Saturday night we went to dinner at McCormick and Schmick's.  Michael's grandparents always give us a gift card there for Christmas.  So we save it for Valentine's Day each year.  Michael's really good about making reservations in January so we don't have to worry about the crowds.  We L.O.V.E. the chocolate bag there.  If you haven't tried it, you absolutely need to.  Just go there for dessert if nothing else!

 I spent my day off today running errands.  Michael didn't have to go to work today, so he was my chauffeur.  I had a pre-wedding hair appointment today to cover up my grays.  I also had an acupuncture appointment and then went to find some jewelry for the wedding.  I'm hopeful this necklace and earrings will look good with my dress!


We've had such a great, relaxing weekend it's going to be hard to go back to work tomorrow!!

Thursday, February 5, 2015

Through It All

We're in this weird in-between place right now with our journey to becoming parents.  We committed to 3 months of acupuncture and trying the more holistic approach.  Obviously, to this point, without success.  We are nearing the end of our current timeline and are searching for answers for how to proceed.  Do we do IVF?  Do we wait for God to work a miracle in His own way and His own time?
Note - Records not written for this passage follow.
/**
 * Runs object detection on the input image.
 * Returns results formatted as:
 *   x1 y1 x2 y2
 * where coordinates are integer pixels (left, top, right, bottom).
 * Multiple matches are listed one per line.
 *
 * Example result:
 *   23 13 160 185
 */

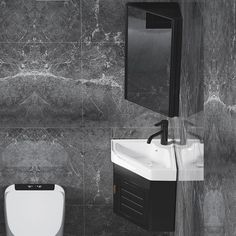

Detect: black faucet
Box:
147 120 168 145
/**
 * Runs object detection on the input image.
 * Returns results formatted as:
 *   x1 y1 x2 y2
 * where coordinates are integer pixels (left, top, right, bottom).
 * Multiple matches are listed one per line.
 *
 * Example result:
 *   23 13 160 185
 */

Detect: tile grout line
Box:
79 0 86 236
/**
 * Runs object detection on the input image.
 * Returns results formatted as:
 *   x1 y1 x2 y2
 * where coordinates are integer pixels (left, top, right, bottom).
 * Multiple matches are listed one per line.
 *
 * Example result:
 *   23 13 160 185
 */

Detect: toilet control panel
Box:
15 184 55 190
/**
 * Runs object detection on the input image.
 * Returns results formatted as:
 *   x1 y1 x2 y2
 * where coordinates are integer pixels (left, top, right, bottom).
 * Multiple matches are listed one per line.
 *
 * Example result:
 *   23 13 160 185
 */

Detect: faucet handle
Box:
154 120 168 127
184 120 196 126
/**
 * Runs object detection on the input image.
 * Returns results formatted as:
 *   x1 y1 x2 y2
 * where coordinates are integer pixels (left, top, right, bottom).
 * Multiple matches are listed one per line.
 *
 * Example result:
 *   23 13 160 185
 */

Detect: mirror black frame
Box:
125 2 182 117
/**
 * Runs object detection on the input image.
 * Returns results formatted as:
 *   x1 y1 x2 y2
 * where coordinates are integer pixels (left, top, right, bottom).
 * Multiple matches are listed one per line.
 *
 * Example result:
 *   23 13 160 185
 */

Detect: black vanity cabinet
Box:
113 164 177 232
125 2 182 117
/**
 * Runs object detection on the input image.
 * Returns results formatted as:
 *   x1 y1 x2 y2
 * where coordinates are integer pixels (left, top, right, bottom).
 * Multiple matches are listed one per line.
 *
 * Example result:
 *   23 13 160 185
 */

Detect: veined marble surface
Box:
0 0 236 236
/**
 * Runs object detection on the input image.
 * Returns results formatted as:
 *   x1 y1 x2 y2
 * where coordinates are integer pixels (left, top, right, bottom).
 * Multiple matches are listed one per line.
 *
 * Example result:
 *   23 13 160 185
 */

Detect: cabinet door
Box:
114 177 148 227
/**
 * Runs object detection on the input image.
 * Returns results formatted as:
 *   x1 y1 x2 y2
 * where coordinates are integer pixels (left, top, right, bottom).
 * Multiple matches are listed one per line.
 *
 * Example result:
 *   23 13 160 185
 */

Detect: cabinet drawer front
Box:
119 180 147 225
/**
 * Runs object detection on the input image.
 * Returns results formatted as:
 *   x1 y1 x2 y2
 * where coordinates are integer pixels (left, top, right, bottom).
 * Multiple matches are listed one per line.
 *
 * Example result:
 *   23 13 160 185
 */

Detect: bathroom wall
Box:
0 0 163 236
203 0 236 236
0 0 236 236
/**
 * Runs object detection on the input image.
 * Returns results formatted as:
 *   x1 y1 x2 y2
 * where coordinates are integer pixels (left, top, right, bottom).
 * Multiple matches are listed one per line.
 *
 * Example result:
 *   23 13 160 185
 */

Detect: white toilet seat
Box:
5 185 65 236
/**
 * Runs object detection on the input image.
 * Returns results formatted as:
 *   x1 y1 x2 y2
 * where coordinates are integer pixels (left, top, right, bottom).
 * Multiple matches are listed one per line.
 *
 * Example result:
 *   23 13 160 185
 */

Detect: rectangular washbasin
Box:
111 139 177 181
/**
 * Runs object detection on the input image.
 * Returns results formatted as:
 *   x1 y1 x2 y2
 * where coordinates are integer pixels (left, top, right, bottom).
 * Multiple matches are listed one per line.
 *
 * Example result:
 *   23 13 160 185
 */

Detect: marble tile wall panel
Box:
203 0 236 236
0 0 81 43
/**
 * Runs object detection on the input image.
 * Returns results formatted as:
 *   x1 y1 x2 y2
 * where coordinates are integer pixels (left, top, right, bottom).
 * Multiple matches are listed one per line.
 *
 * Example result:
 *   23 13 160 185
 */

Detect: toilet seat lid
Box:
5 185 65 236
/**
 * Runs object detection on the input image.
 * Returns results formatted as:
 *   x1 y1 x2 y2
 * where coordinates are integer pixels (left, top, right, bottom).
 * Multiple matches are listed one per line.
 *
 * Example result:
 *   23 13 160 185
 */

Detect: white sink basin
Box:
175 139 204 181
111 139 177 181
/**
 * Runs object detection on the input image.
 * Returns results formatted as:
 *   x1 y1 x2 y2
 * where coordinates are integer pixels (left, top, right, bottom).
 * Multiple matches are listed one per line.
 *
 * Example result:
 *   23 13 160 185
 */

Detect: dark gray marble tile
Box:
82 43 124 88
203 170 236 236
178 0 204 117
83 127 113 205
85 205 173 236
0 0 81 42
64 204 84 236
175 181 204 236
0 43 82 126
82 0 125 44
0 128 84 204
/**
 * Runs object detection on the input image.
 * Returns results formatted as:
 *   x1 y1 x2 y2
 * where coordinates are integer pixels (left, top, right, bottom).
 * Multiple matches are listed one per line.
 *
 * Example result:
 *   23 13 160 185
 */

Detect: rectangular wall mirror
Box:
125 2 182 117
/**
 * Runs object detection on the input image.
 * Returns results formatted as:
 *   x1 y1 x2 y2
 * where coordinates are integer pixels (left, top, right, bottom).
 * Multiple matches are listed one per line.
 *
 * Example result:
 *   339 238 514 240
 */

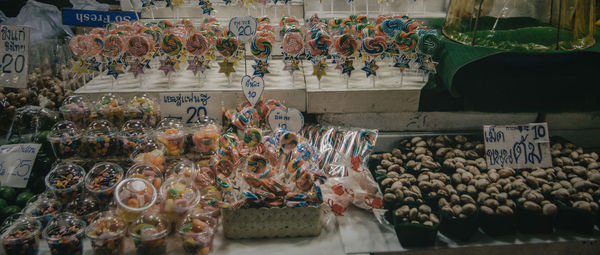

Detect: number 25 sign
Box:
229 16 258 42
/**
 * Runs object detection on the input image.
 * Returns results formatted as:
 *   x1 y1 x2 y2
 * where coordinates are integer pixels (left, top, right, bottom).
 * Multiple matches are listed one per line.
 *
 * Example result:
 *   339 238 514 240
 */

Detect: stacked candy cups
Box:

I am acutely aware of my Martha-like tendencies and my desire to control things.  I refuse to be like Sarah and Abraham and try to force things to happen my way and in my time.  But I also don't want to sit around and do nothing if the Lord is calling us to move.
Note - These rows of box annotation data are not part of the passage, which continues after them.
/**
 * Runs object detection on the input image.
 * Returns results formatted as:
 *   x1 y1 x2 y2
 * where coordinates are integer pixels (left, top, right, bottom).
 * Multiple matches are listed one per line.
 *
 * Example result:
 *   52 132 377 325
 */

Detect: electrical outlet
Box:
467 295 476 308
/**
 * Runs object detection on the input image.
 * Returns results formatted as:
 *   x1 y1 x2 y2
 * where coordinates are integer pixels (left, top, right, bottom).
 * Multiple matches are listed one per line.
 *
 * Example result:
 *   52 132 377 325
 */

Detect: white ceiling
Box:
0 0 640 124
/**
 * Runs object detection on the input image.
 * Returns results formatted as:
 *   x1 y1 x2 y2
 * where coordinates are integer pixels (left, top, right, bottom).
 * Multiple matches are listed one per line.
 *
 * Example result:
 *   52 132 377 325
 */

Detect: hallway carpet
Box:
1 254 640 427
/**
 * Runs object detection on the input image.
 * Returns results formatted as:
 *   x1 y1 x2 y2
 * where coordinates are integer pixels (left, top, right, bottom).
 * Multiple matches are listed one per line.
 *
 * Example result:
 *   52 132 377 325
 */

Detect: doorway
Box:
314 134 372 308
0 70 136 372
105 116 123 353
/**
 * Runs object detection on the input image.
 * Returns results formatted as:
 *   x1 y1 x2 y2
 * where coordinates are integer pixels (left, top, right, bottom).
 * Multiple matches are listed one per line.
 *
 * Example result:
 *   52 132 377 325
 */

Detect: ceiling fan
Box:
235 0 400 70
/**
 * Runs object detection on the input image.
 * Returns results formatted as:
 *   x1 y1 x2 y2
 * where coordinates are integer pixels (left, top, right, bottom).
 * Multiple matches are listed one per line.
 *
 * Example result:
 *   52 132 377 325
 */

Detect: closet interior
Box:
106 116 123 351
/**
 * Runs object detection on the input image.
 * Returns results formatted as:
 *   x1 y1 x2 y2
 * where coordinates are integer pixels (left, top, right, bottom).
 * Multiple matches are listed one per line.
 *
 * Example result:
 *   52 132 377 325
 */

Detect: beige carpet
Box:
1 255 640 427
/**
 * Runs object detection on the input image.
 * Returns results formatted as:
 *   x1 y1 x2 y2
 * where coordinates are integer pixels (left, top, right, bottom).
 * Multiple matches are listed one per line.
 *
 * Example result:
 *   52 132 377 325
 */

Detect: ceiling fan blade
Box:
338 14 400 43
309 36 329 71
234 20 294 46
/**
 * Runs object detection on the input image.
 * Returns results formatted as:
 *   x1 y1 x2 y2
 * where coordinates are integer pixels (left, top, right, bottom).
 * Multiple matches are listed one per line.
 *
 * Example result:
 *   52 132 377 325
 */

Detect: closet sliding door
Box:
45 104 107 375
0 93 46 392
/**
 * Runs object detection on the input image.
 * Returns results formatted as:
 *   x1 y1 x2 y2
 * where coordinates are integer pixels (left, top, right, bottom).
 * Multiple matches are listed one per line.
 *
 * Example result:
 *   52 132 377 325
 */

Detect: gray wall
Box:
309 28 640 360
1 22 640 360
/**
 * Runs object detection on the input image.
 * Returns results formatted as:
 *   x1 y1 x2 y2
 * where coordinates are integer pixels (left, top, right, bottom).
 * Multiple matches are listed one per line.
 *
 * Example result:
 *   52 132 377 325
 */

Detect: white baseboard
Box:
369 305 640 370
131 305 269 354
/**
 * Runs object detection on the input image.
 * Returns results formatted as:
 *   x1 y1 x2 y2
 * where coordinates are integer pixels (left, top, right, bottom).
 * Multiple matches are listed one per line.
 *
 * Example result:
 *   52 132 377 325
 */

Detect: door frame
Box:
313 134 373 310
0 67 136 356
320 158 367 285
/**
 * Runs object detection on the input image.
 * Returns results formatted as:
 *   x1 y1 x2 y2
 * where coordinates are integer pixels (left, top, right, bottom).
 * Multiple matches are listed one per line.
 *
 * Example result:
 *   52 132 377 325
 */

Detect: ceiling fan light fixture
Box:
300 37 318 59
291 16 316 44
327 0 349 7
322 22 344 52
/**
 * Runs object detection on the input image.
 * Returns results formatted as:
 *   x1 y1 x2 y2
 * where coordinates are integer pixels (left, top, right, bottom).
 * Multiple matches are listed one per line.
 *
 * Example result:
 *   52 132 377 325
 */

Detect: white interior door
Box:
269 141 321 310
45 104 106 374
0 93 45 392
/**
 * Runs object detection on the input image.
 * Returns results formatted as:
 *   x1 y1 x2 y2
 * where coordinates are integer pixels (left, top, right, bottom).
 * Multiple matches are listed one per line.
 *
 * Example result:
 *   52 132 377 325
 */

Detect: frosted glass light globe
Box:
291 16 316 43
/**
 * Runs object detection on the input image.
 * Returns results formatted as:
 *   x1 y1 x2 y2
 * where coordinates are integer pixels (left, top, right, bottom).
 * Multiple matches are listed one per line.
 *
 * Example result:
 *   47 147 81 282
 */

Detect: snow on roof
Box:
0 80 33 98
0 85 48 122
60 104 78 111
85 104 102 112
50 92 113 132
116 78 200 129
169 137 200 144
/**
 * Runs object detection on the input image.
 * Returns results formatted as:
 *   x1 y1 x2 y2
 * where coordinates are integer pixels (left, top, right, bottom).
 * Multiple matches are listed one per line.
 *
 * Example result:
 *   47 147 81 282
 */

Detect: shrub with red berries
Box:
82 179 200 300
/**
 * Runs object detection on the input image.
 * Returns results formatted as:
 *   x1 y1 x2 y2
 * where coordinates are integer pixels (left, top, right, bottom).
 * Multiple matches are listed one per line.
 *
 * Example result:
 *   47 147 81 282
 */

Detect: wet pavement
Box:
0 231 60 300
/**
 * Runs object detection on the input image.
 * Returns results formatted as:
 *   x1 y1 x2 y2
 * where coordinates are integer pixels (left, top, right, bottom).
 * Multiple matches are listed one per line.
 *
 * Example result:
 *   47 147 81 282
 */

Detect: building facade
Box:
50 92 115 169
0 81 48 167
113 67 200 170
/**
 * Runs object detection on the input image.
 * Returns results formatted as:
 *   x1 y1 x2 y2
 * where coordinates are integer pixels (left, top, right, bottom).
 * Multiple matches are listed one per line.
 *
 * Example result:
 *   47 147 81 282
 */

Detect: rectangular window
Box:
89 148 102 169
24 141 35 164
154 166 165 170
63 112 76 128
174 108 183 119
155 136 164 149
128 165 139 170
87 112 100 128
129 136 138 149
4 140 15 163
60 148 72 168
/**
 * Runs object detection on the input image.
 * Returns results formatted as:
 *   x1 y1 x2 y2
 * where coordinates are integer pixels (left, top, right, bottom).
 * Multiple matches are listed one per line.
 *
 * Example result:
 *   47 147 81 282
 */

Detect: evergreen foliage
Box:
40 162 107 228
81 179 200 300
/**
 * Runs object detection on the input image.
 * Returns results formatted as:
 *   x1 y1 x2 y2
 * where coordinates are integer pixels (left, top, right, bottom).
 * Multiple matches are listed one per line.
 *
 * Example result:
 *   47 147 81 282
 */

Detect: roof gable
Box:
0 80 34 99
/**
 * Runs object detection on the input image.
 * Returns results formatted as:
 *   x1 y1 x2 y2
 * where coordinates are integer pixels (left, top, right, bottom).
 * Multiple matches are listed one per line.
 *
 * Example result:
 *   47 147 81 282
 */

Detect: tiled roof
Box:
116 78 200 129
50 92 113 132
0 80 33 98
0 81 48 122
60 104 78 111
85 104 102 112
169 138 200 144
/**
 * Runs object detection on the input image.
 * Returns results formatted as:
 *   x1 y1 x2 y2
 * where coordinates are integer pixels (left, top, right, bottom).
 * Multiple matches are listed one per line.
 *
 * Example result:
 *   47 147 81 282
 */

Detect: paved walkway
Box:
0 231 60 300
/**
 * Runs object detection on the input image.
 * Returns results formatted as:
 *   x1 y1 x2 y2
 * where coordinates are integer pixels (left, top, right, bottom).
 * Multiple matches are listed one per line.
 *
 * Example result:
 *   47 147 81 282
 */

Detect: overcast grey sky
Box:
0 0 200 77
This whole journey can end up being one giant ball of frustration - trying to figure out our next steps, waiting for the Lord to work out something good, something I know He's called me to (i.e. motherhood).  I find myself wondering often, if He's called me to be a mom, why is it proving so difficult to become one?  And sometimes it's easy to fall into the trap of not believing that He can and will work this out.

I read this passage in John 9 last week about Jesus healing the blind man, and I was instantly moved to tears.

Now as Jesus passed by, He saw a man who was blind from birth.  And His disciples asked him, saying, "Rabbi, who sinned, this man or his parents, that he was born blind?"  Jesus answered, "Neither this man nor his parents sinned, but that the works of God should be revealed in him..."

God allowed this man to be blind so that Jesus could heal him, and in doing so, reveal His healing power.

Hallelujah.

Oh, that Jesus would use my struggle to reveal His power to others.  That my life would be a testimony to His majesty and power and love and grace.  That He would remind me daily that, no matter what happens to our dreams of having a family, it is well with me.

Far be it for me to not believe.
Even when my eyes can't see.
And this mountain that's in front of me.
Will be thrown into the midst of the sea.

Through it all
Through it all
My eyes are on You.

Through it all
Through it all
It is well.

So let go my soul and trust in Him.
The waves and wind still know His name.